Suara.com - Menteri Koordinator Bidang Hukum, HAM, Imigrasi, dan Pemasyarakatan, Yusril Ihza Mahendra, angkat bicara terkait kegaduhan konten promosi minuman keras (miras) yang dikaitkan dengan tantangan hafalan Al-Quran.

Yusril menegaskan bahwa tindakan tersebut memiliki konsekuensi hukum yang serius.

Menurut Yusril, meskipun polemik ini sensitif, hukum nasional melalui Kitab Undang-Undang Hukum Pidana (KUHP) terbaru telah menyediakan ruang untuk menjerat tindakan penodaan agama, khususnya dalam Pasal 300 dan Pasal 301.

"Saya berharap polisi mencoba dengan saksama menyelami maksud Pasal 300 dan 301 KUHP baru itu untuk mencari solusi dalam menyelesaikan persoalan hukum ini sehingga dapat ditegakkan dengan adil," ujar Yusril saat dikonfirmasi di Jakarta, Kamis (13/8/2026).

Yusril mengakui bahwa secara teknis hukum, konten tersebut mungkin tidak secara gamblang langsung dikategorikan sebagai penodaan atau penghasutan agama tertentu.

Namun, ia menggarisbawahi dampak sosial dan etika yang ditimbulkan.

Ia menilai perbuatan tersebut sangat tidak pantas karena menyentuh ranah keyakinan yang sakral bagi umat Islam, sehingga memicu kemarahan publik. Terlebih, Majelis Ulama Indonesia (MUI) telah resmi melaporkan polemik ini.

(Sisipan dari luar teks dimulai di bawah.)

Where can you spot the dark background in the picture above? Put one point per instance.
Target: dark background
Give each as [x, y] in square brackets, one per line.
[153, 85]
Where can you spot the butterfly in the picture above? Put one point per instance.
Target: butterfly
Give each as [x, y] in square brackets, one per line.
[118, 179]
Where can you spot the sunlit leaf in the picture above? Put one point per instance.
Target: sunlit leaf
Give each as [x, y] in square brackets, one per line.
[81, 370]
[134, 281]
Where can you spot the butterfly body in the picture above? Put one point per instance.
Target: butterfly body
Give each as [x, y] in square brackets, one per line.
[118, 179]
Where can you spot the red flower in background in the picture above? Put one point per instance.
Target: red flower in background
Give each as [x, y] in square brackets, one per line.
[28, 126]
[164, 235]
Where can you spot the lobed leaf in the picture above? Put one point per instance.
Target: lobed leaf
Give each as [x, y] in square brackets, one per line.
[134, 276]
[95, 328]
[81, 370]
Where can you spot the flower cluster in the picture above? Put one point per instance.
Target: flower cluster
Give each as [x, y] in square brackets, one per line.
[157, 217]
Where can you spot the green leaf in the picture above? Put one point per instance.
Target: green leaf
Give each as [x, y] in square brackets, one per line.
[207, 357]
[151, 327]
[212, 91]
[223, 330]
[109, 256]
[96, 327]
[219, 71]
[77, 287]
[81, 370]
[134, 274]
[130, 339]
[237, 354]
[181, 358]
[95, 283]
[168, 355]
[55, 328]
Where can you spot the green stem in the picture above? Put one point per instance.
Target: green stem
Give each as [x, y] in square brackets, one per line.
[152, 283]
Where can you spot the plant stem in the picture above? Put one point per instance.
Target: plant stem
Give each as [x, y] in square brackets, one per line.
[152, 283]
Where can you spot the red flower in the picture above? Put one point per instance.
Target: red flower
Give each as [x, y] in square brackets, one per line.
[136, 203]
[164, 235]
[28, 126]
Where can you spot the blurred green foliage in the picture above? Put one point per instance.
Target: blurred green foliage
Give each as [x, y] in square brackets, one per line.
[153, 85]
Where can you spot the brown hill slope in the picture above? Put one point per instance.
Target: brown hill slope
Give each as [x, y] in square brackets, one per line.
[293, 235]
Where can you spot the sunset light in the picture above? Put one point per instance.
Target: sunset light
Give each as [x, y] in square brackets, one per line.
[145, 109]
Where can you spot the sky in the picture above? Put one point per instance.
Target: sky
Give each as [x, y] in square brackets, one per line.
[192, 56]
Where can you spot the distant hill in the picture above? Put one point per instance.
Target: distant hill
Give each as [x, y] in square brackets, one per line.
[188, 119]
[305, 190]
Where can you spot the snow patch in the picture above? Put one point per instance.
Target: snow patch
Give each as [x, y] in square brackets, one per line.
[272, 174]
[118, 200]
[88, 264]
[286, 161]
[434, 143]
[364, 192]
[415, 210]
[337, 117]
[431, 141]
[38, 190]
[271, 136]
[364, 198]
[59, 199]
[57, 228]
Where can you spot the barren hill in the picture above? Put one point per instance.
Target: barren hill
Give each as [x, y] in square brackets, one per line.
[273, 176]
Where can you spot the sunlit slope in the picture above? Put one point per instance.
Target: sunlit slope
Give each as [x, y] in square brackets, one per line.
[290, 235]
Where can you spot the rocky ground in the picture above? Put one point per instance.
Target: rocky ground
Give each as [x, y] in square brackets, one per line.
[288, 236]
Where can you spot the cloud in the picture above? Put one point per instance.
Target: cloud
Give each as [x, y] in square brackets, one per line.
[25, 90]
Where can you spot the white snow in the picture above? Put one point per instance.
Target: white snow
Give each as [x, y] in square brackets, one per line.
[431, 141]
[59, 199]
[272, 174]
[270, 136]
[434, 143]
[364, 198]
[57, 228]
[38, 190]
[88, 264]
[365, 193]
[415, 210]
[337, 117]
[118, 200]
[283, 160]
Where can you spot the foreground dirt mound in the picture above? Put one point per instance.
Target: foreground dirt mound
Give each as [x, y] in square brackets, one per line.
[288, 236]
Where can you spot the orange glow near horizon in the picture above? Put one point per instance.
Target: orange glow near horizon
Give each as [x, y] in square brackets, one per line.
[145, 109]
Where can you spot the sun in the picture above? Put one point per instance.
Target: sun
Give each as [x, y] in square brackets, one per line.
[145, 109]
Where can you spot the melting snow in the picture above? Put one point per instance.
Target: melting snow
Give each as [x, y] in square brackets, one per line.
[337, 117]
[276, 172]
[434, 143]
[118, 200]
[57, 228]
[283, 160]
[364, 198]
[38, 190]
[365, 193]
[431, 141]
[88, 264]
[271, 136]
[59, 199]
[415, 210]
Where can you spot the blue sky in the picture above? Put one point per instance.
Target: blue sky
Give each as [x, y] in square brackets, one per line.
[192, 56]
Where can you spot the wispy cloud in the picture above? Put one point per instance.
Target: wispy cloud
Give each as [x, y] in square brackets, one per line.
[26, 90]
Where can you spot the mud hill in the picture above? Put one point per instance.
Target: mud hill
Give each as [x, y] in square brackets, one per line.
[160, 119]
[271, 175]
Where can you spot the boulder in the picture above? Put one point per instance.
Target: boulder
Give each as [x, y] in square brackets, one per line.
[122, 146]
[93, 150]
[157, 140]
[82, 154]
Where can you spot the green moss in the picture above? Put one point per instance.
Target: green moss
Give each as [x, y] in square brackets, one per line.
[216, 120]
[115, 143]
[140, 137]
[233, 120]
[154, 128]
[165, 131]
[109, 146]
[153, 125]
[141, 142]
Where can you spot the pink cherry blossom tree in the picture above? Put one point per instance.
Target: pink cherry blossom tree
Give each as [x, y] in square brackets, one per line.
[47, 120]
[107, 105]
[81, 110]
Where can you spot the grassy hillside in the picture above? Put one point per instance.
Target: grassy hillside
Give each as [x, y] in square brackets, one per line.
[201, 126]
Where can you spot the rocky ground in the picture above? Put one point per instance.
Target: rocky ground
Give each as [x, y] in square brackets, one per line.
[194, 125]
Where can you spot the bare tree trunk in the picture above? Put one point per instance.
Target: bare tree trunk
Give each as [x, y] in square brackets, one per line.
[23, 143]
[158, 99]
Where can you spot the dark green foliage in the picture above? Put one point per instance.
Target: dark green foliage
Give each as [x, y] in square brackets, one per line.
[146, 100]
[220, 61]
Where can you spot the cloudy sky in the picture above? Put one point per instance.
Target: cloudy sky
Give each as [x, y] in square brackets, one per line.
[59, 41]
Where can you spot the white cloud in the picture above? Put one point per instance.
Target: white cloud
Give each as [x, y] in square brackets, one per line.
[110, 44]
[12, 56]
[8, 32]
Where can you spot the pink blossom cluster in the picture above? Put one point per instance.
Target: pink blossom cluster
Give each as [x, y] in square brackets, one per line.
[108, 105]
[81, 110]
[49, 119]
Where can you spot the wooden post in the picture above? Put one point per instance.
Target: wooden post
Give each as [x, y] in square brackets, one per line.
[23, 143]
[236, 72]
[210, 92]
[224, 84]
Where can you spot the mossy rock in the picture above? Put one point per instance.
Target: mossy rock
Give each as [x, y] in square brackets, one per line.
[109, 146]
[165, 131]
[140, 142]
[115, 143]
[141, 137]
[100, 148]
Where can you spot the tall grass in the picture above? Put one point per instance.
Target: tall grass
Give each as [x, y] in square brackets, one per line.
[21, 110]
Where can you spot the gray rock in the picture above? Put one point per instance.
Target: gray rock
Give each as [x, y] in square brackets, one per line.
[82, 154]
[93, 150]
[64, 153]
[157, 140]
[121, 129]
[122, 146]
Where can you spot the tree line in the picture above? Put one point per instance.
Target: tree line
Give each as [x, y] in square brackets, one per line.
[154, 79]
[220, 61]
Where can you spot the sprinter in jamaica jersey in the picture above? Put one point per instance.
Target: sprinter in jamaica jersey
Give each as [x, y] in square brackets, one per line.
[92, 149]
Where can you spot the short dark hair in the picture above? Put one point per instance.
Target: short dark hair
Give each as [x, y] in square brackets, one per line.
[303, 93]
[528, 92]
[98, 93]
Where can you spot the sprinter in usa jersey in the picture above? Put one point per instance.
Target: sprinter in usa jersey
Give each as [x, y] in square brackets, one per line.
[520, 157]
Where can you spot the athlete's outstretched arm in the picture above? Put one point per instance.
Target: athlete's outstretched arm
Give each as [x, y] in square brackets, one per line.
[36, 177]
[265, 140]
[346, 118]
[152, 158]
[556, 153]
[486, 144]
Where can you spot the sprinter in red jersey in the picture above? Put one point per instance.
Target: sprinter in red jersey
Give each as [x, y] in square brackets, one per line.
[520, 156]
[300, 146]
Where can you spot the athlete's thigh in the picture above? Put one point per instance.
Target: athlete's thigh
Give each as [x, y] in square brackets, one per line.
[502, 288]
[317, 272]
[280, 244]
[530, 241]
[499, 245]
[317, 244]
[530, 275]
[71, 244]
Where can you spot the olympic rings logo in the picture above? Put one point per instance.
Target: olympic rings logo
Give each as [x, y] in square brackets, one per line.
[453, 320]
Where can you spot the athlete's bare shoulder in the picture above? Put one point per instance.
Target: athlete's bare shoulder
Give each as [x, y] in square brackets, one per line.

Yusril berharap pihak kepolisian mampu menafsirkan norma-norma hukum dalam KUHP Nasional secara tepat, mengingat Pasal 300 dan 301 belum mencakup seluruh aspek penodaan agama secara mendetail.

"Harapannya nanti dapat diselesaikan hal ini secara baik, dari segi etika maupun dari segi hukum yang berlaku di negara kita," tuturnya.

Baca Juga: Terancam 3 Tahun Penjara! Sosok yang Tantang Hafalan Ad-Dhuha Berhadiah Miras Ternyata Pengunjung

Lebih lanjut, Yusril menyarankan polisi segera memanggil saksi ahli untuk memperjelas duduk perkara. Tujuannya agar penerapan Pasal 300 dan 301 KUHP berjalan adil dan bermartabat.

Fokus utama dari langkah hukum ini, menurut Yusril, bukanlah sekadar menghukum individu, melainkan memulihkan situasi agar kondusif kembali. Ia pun membuka pintu bagi penyelesaian melalui restorative justice (keadilan restoratif), asalkan pihak kepolisian bergerak cepat dan tidak membiarkan isu ini berlarut-larut.

Ilustrasi miras (pexels)

"Kalau didiamkan nanti akan timbul kemarahan, lalu kemudian demo-demo, lalu menimbulkan gangguan kamtibmas yang kita harapkan tidak terjadi pada bulan Agustus saat kita merayakan Hari Kemerdekaan," tegas Yusril.

Duduk Perkara Video Viral

Kegaduhan ini bermula dari unggahan akun X @Jakartatalk yang memperlihatkan aktivitas di sebuah acara hiburan malam. Dalam video tersebut, seorang pengunjung ditantang membacakan surah Al-Quran dengan imbalan minuman beralkohol.

Menanggapi gelombang protes netizen, pihak penyelenggara acara segera menyampaikan permohonan maaf resmi. Mereka mengklaim bahwa challenge tersebut dilakukan tanpa persetujuan atau arahan manajemen.

"Kami tidak pernah dan tidak akan pernah menoleransi bentuk penistaan agama atau tindakan yang menyinggung SARA oleh pihak mana pun yang beraktivitas di area acara kami, termasuk sponsor dan mitra kerja sama," tulis pihak penyelenggara dalam pernyataan resminya.